Explaining slow queries

Question 1

The columns in your index are backwards, based on the query, and that's why you see using where in the query plan.

To invoke a well-worn illustration, let's consider the telephone directory.

Your query is WHERE last_name < 'smith' AND first_name = 'john'.

The fact that the first names are sorted within each sorted group of last names is of no real value, because we still have to consider all of the people in a large portion of the directory (everyone before Smith) and evaluate their first names individually within each distinct last name. That's why your row estimate is so large.

If both expressions were equality comparisons, the server could indeed go directly to the 8 rows. If the leftmost column in the index were subject to the equality comparison and the second column were the "less than" comparison, the server could again go directly to the rows in question, because they would all be adjacent in the index.

An index with the two columns in the opposite order will most likely give very different performance.

Generally, using where with a key value from among possible_keys also shown means that the index is helping some, but the server is still having to evaluate what the index finds and eliminate additional rows using expressions in the where clause.

The faster response on identical queries is probably the query cache in action. The faster response on similar queries possibly means your innodb_buffer_pool_size is too small for your workload and all of the random reads required by the lack of an optimum index means a lot of pages loaded into the pool from disk on first execution.

Question 2

Your existing index on (GWAS_T2D_PVALUE, MOST_DEL_SCORE, _13k_T2D_EA_MAF), I would consider reversing the order of the columns to (MOST_DEL_SCORE, GWAS_T2D_PVALUE, _13k_T2D_EA_MAF) and here is why.

Think of the indexing as this. The first index has the GWAS_T2D_PVALUE. So you have a file cabinet with all these values sorted by value. Then, within EACH of these common value entries, it will put in all the MOST_DEL_SCORE in order within that... then finally all the _13k sorted within that. So, in order to process your query, you need to pull out all the files with the PVALUE < .05 (or whatever). Then, you have to manually run through each file for those that have your specific value for MOST_DEL_SCORE of 1 and pull those out.

Now, try the alternate index. You still have a file cabinet, but each file is for a specific MOST_DEL_SCORE. So, if you have 20 scores, you have 20 files to look at. Since you are always looking for the ONE INSTANCE "MOST_DEL_SCORE = 1", you have one file and you are almost done.
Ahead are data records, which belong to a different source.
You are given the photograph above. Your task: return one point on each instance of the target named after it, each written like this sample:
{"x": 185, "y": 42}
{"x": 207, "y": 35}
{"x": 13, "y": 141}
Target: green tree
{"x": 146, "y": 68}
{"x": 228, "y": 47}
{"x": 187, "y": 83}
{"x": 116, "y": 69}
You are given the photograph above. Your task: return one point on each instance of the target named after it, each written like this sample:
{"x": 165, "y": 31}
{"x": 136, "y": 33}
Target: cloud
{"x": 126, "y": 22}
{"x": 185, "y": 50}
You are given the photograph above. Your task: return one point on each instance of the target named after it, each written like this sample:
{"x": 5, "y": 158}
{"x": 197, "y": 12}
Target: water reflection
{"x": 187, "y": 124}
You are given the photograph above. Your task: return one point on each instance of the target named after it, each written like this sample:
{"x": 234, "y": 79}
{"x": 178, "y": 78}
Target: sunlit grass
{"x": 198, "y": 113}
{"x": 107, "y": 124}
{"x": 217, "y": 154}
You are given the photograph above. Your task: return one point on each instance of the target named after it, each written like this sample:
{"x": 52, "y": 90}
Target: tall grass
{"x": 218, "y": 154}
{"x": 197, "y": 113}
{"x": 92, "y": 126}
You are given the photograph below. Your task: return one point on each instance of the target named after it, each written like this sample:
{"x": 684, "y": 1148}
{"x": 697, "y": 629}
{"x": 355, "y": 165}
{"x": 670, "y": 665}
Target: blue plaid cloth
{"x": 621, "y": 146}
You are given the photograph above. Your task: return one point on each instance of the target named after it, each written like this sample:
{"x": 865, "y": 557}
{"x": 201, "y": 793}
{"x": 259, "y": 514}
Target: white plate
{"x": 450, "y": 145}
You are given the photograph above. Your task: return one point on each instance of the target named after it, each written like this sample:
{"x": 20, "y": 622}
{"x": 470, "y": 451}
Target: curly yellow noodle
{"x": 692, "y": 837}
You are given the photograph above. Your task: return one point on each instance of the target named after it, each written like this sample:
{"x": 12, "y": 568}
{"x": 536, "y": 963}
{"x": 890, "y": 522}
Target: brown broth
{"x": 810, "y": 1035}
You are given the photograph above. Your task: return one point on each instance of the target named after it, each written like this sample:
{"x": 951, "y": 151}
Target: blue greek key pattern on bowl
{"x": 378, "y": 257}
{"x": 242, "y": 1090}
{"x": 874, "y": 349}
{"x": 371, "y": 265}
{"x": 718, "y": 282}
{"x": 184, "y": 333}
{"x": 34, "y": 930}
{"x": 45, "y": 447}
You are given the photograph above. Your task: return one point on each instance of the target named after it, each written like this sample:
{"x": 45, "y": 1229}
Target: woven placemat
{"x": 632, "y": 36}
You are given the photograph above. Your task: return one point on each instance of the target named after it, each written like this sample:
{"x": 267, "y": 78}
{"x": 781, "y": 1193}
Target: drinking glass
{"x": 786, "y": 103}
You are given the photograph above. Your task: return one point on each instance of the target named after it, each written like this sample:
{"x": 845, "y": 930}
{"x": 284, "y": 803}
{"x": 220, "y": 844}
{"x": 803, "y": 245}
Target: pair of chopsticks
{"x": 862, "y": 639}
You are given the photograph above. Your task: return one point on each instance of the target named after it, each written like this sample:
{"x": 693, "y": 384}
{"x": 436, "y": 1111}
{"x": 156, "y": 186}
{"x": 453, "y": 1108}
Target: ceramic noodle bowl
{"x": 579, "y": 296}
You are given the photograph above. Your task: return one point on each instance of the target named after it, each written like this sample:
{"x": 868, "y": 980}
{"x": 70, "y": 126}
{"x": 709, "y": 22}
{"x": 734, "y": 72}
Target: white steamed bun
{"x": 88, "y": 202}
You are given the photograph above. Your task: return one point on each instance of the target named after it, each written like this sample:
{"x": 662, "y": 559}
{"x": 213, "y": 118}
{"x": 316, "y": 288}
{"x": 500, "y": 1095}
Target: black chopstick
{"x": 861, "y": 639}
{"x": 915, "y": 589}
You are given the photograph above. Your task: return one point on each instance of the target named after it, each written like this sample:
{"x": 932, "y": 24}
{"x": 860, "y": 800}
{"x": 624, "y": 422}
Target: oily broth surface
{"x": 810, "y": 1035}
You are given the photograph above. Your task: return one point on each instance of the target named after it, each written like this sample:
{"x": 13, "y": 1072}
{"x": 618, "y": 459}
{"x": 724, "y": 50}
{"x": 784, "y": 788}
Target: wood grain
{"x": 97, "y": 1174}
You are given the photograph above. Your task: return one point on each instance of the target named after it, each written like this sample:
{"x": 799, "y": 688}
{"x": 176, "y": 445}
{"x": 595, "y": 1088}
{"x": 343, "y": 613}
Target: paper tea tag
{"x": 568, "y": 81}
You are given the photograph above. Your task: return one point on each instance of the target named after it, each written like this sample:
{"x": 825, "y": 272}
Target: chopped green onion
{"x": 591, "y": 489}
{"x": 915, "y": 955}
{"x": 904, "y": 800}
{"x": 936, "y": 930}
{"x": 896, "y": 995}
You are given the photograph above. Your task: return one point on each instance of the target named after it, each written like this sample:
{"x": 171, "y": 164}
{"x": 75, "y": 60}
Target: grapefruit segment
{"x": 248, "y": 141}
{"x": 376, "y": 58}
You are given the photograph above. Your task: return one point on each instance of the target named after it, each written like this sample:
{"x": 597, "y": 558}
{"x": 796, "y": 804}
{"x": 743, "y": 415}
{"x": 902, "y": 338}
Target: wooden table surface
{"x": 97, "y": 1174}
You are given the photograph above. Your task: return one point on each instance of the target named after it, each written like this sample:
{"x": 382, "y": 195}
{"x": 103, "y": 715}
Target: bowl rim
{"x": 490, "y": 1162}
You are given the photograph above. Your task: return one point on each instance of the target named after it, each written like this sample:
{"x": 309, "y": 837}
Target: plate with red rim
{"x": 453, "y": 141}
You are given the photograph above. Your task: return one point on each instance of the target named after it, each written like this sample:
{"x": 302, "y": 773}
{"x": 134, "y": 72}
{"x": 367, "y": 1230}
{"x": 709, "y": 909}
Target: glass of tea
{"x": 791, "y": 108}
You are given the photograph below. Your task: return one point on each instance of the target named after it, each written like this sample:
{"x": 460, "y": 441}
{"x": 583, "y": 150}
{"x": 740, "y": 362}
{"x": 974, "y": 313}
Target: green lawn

Your next criteria is for the GWAS_T2D_PVALUE < .05. Since these were the secondary sort to the index, these are all sorted ready to go. So the engine can quickly start at the first record and go up to the .05 and stop. It doesn't have to keep going through all the other combinations the first index offers.

Just a suggestion, but I've seen historical querying improvements based on the proper index matching the criteria to the more specific and working out to the more generic at the subsequent columns in the index.